138 Yaşındaki Kütüphanede Mevsim Değişse de Sıcaklık Hep Aynı

Kitaplarının ödünç verilmediği, 2. Abdülhamid’in talimatıyla açılan ve her yıl 80 bin kitabın eklenmesiyle 1 milyon 300 bin kitaba ulaşılan Beyazıt Devlet Kütüphanesi'nde eserler, 4 mevsim aynı sıcaklıkta korunuyor.

Sultan 2. Abdülhamid’n direktifleriyle 1884 yılında “Kütüphane-i Umumi-i Osmani” adıyla hizmete açılan, Türkiye'nin devlet eliyle kurulan ilk kütüphanesi Beyazıt Devlet Kütüphanesindeki matbu eserler, aşınma ve yıpranmalara karşı 18 ila 21 derece sıcaklık ile yüzde 40-45 oranında nem dengesine sahip özel odalarda muhafaza ediliyor.

Raflarına yerleştirilen bir takım “Naima Tarihi” ile 138 yıl önce hizmete açılan, 1934 yılında çıkartılan “Basma Yazı ve Resimleri Derleme Kanunu” gereğince Türkiye'de basılan her türlü yayının bir nüshasının teslim edildiği kütüphanede kitap sayısı 1 milyon 300 bine ulaştı.

Kültür ve Turizm Bakanlığına bağlı kütüphanede kitap, dergi ve gazete gibi matbu eserler geçmişten bugüne özenle arşivlenip okuyucuya ulaştırılıyor. Yedi katlı kütüphanenin raflarına sığmayan bazı özel koleksiyonlar da ideal sıcaklık ve nem dengesinin sağlandığı özel depolarda koruma altına alınıyor.

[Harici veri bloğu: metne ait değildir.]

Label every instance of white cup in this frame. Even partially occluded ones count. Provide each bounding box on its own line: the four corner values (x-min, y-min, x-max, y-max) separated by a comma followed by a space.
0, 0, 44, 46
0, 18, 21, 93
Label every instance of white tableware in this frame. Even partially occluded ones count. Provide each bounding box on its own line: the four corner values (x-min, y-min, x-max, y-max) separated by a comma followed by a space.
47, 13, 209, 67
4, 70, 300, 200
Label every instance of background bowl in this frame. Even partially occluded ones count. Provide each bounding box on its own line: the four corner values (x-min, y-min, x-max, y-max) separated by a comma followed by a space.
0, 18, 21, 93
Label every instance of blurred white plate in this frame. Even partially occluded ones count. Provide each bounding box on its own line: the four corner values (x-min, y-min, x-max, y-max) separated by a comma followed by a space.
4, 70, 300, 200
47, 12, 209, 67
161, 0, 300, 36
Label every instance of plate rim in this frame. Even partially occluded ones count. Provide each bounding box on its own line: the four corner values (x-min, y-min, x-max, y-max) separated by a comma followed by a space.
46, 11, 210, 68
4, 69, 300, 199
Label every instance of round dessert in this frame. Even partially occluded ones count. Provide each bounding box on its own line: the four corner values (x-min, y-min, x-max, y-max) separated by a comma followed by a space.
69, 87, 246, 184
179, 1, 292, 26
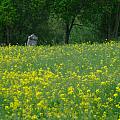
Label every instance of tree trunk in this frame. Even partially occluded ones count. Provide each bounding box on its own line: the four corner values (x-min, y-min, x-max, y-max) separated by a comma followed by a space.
113, 5, 120, 39
6, 26, 10, 45
65, 23, 70, 44
65, 16, 76, 44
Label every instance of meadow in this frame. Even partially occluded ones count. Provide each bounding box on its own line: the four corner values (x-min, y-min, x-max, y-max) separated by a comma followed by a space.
0, 42, 120, 120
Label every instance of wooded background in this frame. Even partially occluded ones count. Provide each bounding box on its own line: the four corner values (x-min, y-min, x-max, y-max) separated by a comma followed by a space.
0, 0, 120, 45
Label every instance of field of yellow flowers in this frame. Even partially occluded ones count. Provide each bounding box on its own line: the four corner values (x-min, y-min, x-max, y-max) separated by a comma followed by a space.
0, 43, 120, 120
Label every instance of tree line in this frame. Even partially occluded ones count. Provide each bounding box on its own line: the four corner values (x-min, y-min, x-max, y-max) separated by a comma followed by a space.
0, 0, 120, 45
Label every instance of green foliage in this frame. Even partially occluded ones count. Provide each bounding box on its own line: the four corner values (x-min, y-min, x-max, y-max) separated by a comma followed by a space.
0, 42, 120, 120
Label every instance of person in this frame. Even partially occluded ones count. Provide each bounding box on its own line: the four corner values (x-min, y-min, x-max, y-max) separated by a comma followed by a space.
27, 34, 38, 46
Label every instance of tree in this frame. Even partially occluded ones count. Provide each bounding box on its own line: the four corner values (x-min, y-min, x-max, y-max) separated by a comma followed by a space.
50, 0, 101, 44
0, 0, 17, 44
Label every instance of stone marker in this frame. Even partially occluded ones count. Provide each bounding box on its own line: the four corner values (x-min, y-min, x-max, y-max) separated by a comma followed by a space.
27, 34, 38, 46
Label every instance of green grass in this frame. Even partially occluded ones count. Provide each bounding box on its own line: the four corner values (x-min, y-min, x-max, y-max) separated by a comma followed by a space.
0, 43, 120, 120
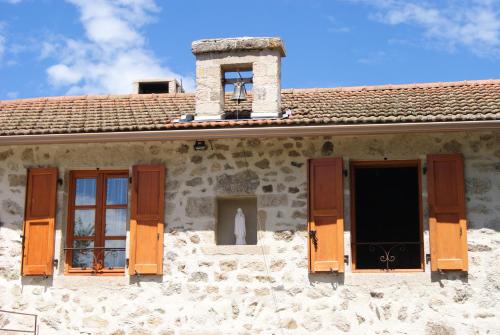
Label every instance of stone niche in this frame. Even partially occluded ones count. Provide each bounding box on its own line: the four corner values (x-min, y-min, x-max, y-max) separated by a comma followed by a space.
216, 196, 257, 245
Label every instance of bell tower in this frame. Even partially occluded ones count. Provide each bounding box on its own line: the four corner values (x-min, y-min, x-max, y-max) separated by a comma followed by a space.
192, 37, 285, 120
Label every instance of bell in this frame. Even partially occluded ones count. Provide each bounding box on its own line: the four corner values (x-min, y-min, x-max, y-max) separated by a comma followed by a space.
231, 81, 247, 102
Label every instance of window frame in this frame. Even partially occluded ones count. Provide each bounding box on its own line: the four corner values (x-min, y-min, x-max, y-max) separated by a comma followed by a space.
349, 159, 425, 273
64, 169, 130, 276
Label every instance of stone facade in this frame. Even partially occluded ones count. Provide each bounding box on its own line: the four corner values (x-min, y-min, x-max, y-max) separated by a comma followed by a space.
0, 132, 500, 335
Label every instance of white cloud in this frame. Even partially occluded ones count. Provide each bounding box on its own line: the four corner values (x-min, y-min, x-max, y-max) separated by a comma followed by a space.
45, 0, 194, 94
351, 0, 500, 58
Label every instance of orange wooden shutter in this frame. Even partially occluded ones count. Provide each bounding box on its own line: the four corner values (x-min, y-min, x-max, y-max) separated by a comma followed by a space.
129, 165, 165, 275
308, 158, 344, 273
22, 168, 57, 276
427, 154, 468, 271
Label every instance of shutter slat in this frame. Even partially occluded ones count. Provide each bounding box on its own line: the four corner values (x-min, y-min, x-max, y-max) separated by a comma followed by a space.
129, 165, 165, 275
427, 154, 468, 271
22, 168, 57, 276
308, 158, 344, 273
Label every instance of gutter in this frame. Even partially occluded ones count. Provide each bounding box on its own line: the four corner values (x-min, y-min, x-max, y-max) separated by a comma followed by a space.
0, 120, 500, 146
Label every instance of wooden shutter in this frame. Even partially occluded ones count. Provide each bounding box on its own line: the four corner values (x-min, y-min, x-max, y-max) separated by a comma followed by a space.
129, 165, 165, 275
22, 168, 57, 276
427, 154, 468, 271
308, 158, 344, 273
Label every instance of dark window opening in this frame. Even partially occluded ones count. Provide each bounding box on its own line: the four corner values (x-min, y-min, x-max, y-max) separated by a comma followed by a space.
354, 166, 422, 270
139, 81, 168, 94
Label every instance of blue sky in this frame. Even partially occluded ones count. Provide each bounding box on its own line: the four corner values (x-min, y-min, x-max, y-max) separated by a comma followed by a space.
0, 0, 500, 99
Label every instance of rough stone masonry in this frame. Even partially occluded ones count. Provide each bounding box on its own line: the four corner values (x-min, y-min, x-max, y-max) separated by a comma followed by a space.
0, 132, 500, 335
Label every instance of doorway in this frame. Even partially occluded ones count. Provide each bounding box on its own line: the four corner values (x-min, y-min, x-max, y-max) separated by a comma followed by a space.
351, 161, 424, 272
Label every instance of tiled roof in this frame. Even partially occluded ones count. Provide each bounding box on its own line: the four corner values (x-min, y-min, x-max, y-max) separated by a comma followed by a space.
0, 80, 500, 136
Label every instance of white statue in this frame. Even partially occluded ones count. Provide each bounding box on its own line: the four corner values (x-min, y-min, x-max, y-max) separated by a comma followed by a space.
234, 208, 247, 245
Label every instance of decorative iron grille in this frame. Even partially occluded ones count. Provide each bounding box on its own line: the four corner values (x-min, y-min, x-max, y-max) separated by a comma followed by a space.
354, 242, 422, 271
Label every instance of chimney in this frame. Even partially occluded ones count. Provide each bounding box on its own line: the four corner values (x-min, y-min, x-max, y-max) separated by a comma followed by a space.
134, 78, 184, 94
192, 37, 285, 120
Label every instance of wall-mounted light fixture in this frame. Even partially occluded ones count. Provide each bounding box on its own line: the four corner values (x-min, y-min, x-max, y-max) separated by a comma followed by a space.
193, 140, 207, 151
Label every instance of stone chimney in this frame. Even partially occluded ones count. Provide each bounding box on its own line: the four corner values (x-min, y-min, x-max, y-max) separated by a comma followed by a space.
192, 37, 285, 120
134, 78, 184, 94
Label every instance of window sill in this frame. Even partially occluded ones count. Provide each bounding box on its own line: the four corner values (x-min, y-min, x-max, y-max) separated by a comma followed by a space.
201, 245, 270, 255
53, 273, 130, 288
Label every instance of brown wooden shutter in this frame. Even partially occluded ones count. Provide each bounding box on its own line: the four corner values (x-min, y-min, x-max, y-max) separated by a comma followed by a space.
308, 158, 344, 273
22, 168, 57, 276
427, 154, 468, 271
129, 165, 165, 275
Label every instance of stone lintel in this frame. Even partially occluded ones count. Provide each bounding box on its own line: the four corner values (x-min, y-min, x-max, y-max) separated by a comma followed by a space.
191, 37, 286, 57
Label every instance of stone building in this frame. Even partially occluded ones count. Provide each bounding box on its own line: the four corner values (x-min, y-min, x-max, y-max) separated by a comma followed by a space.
0, 38, 500, 335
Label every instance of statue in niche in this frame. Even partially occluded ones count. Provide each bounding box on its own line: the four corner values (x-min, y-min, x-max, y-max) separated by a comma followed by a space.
234, 208, 247, 245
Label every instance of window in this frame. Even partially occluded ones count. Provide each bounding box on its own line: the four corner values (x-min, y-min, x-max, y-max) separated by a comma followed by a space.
66, 171, 128, 274
351, 161, 424, 271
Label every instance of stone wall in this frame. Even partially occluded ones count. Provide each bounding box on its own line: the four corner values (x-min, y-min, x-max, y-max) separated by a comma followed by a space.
0, 132, 500, 335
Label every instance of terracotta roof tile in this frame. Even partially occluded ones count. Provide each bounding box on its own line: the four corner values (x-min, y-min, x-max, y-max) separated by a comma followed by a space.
0, 80, 500, 136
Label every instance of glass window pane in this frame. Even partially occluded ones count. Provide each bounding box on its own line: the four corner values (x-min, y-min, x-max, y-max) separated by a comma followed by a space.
106, 208, 127, 236
73, 241, 94, 268
75, 178, 96, 206
73, 209, 95, 237
106, 178, 128, 205
104, 240, 125, 268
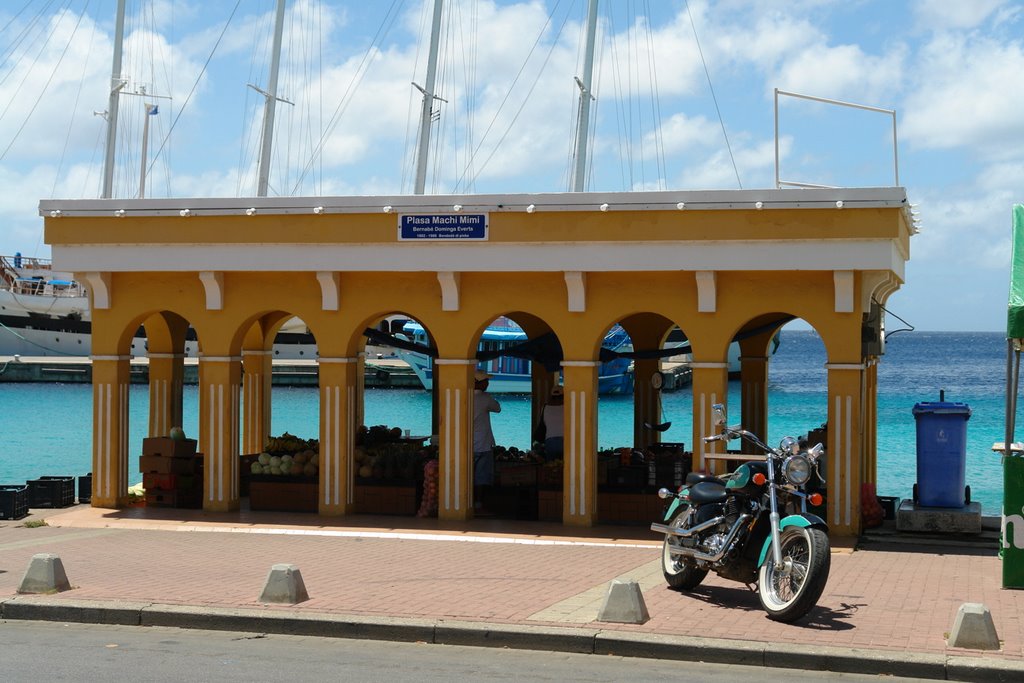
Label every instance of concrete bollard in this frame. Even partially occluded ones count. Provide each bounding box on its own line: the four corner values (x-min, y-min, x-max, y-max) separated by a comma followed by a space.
17, 553, 71, 593
259, 564, 309, 605
946, 602, 999, 650
597, 579, 650, 624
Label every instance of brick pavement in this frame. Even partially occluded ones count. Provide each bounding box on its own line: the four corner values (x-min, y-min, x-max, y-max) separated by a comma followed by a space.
0, 506, 1024, 672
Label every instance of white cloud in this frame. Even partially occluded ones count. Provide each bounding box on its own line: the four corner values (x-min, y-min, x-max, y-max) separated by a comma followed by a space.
774, 44, 905, 103
912, 0, 1008, 31
900, 34, 1024, 157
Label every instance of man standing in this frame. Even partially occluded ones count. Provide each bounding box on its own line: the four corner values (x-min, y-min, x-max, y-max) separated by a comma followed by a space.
473, 370, 502, 515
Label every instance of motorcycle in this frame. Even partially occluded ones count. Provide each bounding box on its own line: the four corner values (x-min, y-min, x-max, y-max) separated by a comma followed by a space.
650, 403, 831, 623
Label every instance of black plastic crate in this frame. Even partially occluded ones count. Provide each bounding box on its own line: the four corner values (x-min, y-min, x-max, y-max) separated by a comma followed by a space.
0, 484, 29, 519
78, 472, 92, 503
27, 476, 75, 508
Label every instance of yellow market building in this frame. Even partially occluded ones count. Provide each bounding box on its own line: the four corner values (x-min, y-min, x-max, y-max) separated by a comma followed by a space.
40, 187, 913, 536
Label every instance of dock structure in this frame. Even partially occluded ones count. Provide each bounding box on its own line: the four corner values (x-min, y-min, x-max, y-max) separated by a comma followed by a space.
40, 187, 914, 536
0, 355, 423, 389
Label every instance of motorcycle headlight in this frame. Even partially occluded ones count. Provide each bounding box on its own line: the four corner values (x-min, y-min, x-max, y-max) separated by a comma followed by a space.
782, 455, 811, 486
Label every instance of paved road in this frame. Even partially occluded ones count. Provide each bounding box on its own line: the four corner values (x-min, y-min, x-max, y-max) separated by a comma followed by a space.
0, 622, 937, 683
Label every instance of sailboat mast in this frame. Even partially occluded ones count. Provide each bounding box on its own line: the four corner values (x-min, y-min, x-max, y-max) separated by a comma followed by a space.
100, 0, 125, 200
572, 0, 597, 193
256, 0, 285, 197
413, 0, 444, 195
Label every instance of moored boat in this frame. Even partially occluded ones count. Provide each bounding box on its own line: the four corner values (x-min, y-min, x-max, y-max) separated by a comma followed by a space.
395, 317, 633, 394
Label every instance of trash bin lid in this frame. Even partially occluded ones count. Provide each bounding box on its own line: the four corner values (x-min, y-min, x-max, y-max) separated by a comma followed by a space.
913, 400, 971, 420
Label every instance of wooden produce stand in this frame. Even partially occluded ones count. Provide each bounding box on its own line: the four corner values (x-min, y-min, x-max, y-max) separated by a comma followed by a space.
138, 436, 203, 509
239, 432, 319, 512
353, 425, 436, 516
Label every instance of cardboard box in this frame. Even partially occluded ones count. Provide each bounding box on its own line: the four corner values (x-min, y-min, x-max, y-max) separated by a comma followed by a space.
142, 472, 199, 490
138, 456, 203, 474
145, 489, 203, 508
142, 436, 197, 458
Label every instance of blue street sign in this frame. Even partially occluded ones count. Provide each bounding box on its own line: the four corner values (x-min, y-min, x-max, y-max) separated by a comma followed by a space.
398, 213, 487, 240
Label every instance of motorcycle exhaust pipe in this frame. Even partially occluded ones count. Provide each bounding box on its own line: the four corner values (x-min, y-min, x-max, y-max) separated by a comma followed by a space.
650, 517, 725, 539
655, 514, 752, 562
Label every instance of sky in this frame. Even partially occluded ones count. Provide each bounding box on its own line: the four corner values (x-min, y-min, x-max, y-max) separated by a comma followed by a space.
0, 0, 1024, 331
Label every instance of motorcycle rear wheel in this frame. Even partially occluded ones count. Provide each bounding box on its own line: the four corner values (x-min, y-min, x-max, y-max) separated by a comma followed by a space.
758, 526, 831, 623
662, 508, 708, 591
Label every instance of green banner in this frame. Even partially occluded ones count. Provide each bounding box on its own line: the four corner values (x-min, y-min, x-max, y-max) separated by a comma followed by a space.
1007, 204, 1024, 339
999, 456, 1024, 588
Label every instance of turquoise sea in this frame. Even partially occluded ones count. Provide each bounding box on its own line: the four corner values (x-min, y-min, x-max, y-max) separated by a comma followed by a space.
0, 329, 1024, 515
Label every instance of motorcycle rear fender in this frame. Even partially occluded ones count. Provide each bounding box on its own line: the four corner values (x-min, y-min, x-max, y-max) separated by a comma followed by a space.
665, 489, 686, 524
758, 512, 828, 566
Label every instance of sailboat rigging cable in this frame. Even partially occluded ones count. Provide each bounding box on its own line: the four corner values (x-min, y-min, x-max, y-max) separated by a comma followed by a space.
452, 0, 568, 193
292, 0, 404, 195
686, 0, 743, 189
148, 0, 242, 193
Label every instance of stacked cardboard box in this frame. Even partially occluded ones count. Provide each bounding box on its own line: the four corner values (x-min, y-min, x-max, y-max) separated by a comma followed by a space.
138, 436, 203, 508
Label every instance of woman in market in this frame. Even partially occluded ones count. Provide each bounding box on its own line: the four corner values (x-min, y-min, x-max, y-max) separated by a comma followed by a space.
535, 385, 565, 460
473, 370, 502, 515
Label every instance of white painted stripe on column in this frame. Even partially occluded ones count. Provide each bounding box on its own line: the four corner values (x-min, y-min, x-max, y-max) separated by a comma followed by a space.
242, 374, 251, 453
328, 385, 342, 505
828, 396, 843, 525
206, 384, 216, 501
843, 396, 853, 525
115, 382, 128, 495
694, 392, 715, 472
569, 391, 580, 515
321, 386, 334, 505
444, 389, 455, 510
93, 384, 104, 496
214, 384, 224, 501
580, 391, 587, 516
228, 384, 242, 501
346, 385, 355, 505
455, 389, 464, 511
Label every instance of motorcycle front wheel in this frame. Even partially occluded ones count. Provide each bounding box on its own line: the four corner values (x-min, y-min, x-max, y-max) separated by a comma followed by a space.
662, 508, 708, 591
758, 526, 831, 623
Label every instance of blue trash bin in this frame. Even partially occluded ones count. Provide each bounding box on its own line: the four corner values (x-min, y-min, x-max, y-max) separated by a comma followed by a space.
913, 401, 971, 508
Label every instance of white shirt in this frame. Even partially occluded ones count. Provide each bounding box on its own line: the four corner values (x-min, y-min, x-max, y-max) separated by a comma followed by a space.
473, 389, 502, 453
544, 403, 565, 438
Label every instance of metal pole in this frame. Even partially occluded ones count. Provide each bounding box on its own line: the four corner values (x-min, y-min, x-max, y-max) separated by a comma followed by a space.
1002, 339, 1021, 458
256, 0, 285, 197
100, 0, 125, 200
413, 0, 444, 195
138, 104, 157, 200
893, 110, 899, 187
775, 88, 781, 189
572, 0, 597, 193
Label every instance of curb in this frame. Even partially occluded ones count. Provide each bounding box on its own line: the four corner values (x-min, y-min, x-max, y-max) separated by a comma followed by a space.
0, 595, 1024, 681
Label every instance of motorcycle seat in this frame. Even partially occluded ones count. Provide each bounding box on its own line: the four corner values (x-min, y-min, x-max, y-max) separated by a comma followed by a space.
686, 472, 725, 486
690, 481, 726, 505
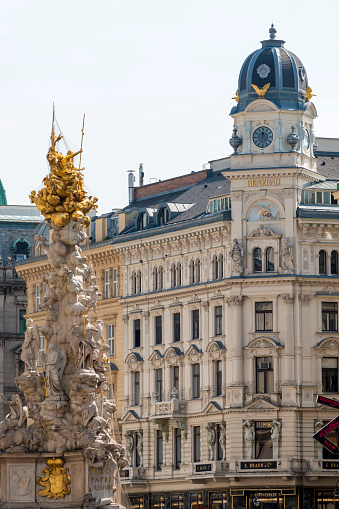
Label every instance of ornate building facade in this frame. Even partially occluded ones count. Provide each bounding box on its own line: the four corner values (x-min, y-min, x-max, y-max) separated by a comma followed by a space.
114, 26, 339, 509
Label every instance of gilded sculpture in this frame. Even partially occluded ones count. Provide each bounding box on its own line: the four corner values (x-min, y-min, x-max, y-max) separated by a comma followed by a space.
251, 83, 271, 99
37, 458, 71, 498
29, 110, 98, 227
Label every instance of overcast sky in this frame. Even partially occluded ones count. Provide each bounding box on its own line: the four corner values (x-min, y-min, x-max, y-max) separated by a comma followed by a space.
0, 0, 339, 213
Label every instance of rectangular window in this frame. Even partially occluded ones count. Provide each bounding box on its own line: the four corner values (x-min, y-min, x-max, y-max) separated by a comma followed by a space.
155, 316, 162, 345
19, 309, 26, 334
214, 306, 222, 336
35, 285, 40, 312
193, 426, 200, 463
133, 318, 140, 348
215, 361, 222, 396
192, 364, 200, 399
134, 371, 140, 405
321, 357, 338, 393
107, 323, 114, 355
155, 368, 162, 401
255, 302, 273, 332
192, 309, 199, 339
255, 421, 273, 460
113, 269, 118, 297
156, 429, 163, 470
173, 366, 179, 391
174, 428, 181, 469
256, 357, 274, 394
38, 336, 45, 366
173, 313, 180, 342
321, 302, 338, 331
105, 269, 110, 299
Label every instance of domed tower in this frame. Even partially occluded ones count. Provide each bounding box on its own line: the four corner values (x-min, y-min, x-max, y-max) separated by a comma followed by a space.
230, 24, 317, 171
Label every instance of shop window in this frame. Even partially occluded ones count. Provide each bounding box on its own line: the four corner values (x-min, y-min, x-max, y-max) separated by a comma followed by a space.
253, 247, 262, 272
214, 306, 222, 336
133, 318, 141, 348
192, 364, 200, 399
154, 368, 162, 401
331, 251, 338, 275
319, 249, 327, 274
256, 357, 274, 394
107, 323, 114, 355
129, 496, 144, 509
174, 428, 181, 470
255, 421, 273, 460
214, 361, 222, 396
209, 491, 227, 509
193, 426, 200, 463
19, 309, 26, 334
192, 309, 199, 339
156, 429, 163, 470
173, 313, 180, 342
255, 302, 273, 332
133, 371, 140, 405
155, 316, 162, 345
265, 247, 274, 272
321, 357, 338, 393
321, 302, 338, 332
171, 493, 184, 509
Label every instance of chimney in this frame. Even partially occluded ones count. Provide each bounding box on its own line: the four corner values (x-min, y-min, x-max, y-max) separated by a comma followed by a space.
139, 163, 145, 187
128, 170, 135, 203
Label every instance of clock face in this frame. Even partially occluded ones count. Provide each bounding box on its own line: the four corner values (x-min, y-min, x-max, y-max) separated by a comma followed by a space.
304, 129, 310, 150
253, 125, 273, 148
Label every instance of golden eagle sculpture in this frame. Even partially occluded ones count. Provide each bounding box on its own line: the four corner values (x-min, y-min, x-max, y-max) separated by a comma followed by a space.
251, 83, 271, 98
305, 87, 317, 102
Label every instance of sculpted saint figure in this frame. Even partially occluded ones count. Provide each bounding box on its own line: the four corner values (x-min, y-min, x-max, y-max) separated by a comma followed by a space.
41, 343, 66, 397
21, 318, 40, 372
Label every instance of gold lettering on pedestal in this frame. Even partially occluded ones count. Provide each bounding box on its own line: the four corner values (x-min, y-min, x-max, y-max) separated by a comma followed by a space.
247, 178, 280, 187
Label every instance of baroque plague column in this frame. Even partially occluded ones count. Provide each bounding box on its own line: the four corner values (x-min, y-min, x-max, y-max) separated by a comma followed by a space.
0, 115, 127, 508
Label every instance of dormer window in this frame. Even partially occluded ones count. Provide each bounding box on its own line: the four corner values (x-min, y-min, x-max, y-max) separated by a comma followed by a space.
137, 212, 147, 230
206, 195, 231, 214
158, 207, 170, 226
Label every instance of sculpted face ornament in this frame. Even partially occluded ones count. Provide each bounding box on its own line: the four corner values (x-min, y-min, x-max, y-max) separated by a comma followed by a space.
37, 458, 71, 498
257, 64, 271, 79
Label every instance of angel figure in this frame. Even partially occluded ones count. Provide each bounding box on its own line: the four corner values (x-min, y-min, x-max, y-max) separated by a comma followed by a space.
21, 318, 40, 372
41, 343, 67, 397
0, 393, 27, 436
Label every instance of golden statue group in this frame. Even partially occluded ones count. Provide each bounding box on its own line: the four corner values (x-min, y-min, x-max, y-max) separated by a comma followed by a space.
0, 113, 128, 508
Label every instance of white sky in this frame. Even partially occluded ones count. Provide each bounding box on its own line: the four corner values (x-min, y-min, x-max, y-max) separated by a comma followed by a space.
0, 0, 339, 213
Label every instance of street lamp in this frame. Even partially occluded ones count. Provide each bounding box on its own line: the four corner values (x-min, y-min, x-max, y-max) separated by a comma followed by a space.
253, 486, 274, 507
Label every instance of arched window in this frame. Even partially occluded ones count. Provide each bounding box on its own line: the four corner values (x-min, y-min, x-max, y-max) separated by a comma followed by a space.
331, 251, 338, 274
219, 253, 224, 279
212, 255, 219, 279
158, 207, 169, 226
158, 265, 164, 290
153, 267, 158, 291
136, 269, 141, 293
177, 262, 181, 286
137, 212, 147, 230
319, 249, 327, 274
253, 247, 262, 272
131, 270, 137, 295
266, 247, 274, 272
171, 263, 177, 288
194, 258, 200, 283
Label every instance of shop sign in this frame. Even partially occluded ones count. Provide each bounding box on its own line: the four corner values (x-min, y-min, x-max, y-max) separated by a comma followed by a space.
240, 461, 277, 470
195, 463, 212, 472
323, 461, 339, 470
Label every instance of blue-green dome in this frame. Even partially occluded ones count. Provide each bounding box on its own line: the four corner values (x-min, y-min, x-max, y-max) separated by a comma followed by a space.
231, 24, 308, 113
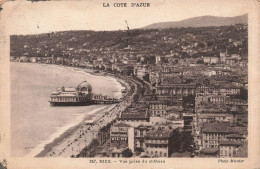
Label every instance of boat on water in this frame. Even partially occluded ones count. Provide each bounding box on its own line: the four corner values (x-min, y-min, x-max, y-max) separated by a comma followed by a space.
49, 81, 120, 106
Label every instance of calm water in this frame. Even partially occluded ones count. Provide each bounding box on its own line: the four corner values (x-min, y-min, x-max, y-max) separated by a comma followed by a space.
11, 63, 121, 157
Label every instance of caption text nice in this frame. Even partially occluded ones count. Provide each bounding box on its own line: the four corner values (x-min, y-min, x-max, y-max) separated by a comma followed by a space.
103, 3, 151, 7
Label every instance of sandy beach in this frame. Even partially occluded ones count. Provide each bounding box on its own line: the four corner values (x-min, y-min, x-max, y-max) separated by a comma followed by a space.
11, 63, 129, 157
22, 65, 131, 157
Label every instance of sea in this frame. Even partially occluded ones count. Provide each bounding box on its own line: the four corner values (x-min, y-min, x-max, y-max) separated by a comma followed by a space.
11, 62, 123, 157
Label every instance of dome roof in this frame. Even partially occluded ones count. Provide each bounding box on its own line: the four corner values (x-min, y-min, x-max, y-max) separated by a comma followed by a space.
78, 81, 92, 91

Beyazıt Devlet Kütüphanesi Müdürü Ramazan Minder, Osmanlı döneminde padişahların, şeyhülislamların ve valide sultanların açtığı vakıf kütüphanelerinin bulunduğunu, Beyazıt Devlet Kütüphanesinin hizmete açılmasıyla halkın tamamının, koleksiyonu daha zengin kütüphaneye erişebildiğini söyledi.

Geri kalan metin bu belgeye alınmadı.